Even when compared to that harrowing adventure, Morocco was a new level of unpleasant. While she was swept away by majestic vistas and moorish architecture, she was appalled by the people themselves. “The oppression and cruelty are hellish—no one is safe. The country is rotten to the core, eaten up by abominable vices, no one is to be trusted. Every day deepens my hours of its deplorable and unspeakable vileness. Truly Satan’s seat is here.”
Given the decade and her stalwart Christian faith, there’s likely more than a touch of racism and anti-Islamic sentiment at play here. But Bird also spent years crusading against slavery—indeed, one of the reasons she visited the U.S. when she did was to network with abolitionists—and was appalled by the poverty in Marrakesh. Both of those positions can be true, which is an observation we struggle with in this modern age as well.
But that is an argument for later.
Now Isabella is scrambling through the Atlas range on a black horse lent to her by the Sultan.
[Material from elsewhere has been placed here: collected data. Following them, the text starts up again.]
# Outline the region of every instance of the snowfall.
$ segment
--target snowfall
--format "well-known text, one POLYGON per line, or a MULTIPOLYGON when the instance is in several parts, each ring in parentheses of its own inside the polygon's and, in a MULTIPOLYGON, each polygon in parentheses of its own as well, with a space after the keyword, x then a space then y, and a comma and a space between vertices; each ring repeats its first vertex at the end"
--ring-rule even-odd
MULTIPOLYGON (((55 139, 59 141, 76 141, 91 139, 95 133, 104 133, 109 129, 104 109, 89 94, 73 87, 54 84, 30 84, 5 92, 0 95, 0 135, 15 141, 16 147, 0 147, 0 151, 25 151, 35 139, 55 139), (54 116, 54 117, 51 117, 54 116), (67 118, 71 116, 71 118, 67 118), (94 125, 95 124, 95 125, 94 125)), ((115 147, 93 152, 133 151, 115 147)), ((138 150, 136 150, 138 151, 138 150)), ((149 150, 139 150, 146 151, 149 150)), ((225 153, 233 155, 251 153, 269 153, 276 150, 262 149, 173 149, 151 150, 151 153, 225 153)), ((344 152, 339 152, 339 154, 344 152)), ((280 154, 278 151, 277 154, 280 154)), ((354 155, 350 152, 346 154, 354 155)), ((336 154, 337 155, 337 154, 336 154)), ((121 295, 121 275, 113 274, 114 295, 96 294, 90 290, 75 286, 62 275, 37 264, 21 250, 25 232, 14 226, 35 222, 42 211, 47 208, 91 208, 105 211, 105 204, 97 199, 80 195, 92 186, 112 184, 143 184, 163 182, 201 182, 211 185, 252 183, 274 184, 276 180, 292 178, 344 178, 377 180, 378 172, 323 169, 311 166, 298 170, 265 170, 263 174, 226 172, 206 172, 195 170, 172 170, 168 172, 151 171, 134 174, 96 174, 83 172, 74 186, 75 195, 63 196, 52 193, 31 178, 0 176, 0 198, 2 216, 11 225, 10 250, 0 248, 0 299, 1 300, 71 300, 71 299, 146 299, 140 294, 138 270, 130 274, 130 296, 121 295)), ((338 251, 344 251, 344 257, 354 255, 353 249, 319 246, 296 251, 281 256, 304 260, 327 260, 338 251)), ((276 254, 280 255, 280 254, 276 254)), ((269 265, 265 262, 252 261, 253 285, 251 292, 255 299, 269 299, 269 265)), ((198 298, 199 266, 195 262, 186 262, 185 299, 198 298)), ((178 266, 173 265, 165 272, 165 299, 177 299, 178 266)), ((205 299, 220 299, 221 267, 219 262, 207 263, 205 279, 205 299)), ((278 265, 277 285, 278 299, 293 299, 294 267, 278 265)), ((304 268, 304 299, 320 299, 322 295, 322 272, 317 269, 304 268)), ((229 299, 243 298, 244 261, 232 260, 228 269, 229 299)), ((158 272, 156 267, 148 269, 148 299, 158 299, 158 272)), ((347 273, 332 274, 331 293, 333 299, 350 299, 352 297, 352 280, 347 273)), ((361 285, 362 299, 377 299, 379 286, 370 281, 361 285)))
The horse’s saddle is crimson and sits 18” above his back, which means that the barely 5-foot tall Isabella carries a small ladder with her. The travel is rough. Two of the party’s horses are lamed and a mule tumbles off of a bridle track, rolling down and down into the valley without stopping.
“I never expected to do such traveling again,” she writes in a letter home. “You would fail to recognize your infirm friend astride8 on a superb horse in full blue trousers and a short skirt, with great brass spurs belonging to the generalissimo of the Moorish army, and riding down places awful to even think of, where a rolling stone or a slip would mean destruction.”
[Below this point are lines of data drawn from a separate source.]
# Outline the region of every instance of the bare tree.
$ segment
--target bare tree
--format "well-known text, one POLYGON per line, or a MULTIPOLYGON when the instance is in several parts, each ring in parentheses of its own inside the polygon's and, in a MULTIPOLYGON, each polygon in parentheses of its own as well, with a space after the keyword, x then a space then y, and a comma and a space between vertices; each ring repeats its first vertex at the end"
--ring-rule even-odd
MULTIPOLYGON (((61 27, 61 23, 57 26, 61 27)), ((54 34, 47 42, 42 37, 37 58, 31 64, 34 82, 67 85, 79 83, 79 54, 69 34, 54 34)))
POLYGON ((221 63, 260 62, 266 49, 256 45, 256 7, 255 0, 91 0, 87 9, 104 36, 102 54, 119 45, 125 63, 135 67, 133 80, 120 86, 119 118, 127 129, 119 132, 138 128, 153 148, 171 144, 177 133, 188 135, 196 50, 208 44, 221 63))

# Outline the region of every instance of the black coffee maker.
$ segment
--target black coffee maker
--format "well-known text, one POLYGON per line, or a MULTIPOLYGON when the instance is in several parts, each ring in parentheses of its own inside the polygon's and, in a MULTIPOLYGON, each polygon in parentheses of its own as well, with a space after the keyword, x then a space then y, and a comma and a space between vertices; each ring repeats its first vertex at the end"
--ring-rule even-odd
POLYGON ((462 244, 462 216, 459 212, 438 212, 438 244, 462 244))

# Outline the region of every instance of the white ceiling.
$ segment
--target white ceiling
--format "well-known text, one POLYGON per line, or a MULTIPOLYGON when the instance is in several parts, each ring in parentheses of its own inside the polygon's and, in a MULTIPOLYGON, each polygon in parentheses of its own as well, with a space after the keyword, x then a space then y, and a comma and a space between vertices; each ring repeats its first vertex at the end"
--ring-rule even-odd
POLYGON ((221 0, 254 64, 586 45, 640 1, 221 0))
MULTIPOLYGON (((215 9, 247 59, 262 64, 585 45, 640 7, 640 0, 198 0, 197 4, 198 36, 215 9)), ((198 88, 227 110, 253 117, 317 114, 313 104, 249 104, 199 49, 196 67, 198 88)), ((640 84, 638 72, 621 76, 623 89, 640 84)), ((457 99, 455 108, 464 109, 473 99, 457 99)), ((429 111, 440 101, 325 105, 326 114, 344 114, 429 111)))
She closed the letter: “It is evidently air and riding which do me good.”9
Isabella finished her trip with an audience with the Sultan. He is young, dressed all in white, and seated on a raised throne. She is near the end of her life, dressed in black silk, and standing at the base of the steps to his dais. After their brief meeting, Bird wished him long life and happiness. He told her that when his hair was as white as hers, his hope was to have as much energy as she does.
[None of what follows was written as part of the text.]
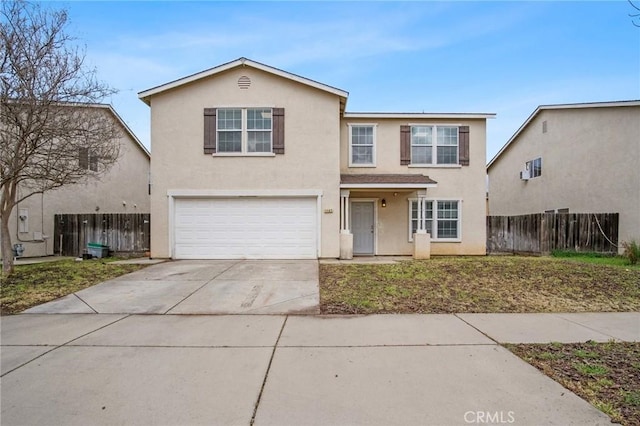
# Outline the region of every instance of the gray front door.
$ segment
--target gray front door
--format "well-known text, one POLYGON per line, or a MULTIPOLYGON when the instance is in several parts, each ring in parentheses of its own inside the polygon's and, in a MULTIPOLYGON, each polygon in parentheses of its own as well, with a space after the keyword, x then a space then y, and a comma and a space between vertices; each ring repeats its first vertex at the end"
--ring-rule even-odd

“So I am not quite shelved yet,” she wrote.
Once back in Britain, she started packing for another trip to China, one where she might visit the hospitals she founded in the names of her late husband and sister. That trip never happened, however. Shortly after her return, a fibrous tumor was found in her chest. Her health waxed and waned for a year or two but she never fully recovered. Isabella Bird died in 1904 at the age of 72. Any person who knew her as a child would have been amazed she lived to be 18, much less into her 70s. Simply surviving was a miracle. Thriving should have been impossible.
To be continued…
It was in the Austin American-Statesman for a piece that never did make the transition from print to something electronic. Is it somewhere in the newspaper’s print morgue? Probably—but it is definitely not worth the effort to find it.
Fun fact: I’ve been at this long enough that I occasionally stumble across stories/reviews/posts I have zero memory of having written and/or having seen the show/movie/book that they reference.
I’ve never even flirted with the New York Times bestseller list, much less had a chance to get to first base with it.
allegedly
HIGHLY UNLIKELY BECAUSE THE STRUCTURE WILL BE VIBE-BASED
Bird was about to be one of the first women admitted into the Royal Geographic Society. People (mostly men-type people) had feelings.
women mostly rode side-saddle in this period. Bird had a special riding costume made so that she could ride astride and remain modest.
Hold onto this sentence. It animates Bird’s entire public life.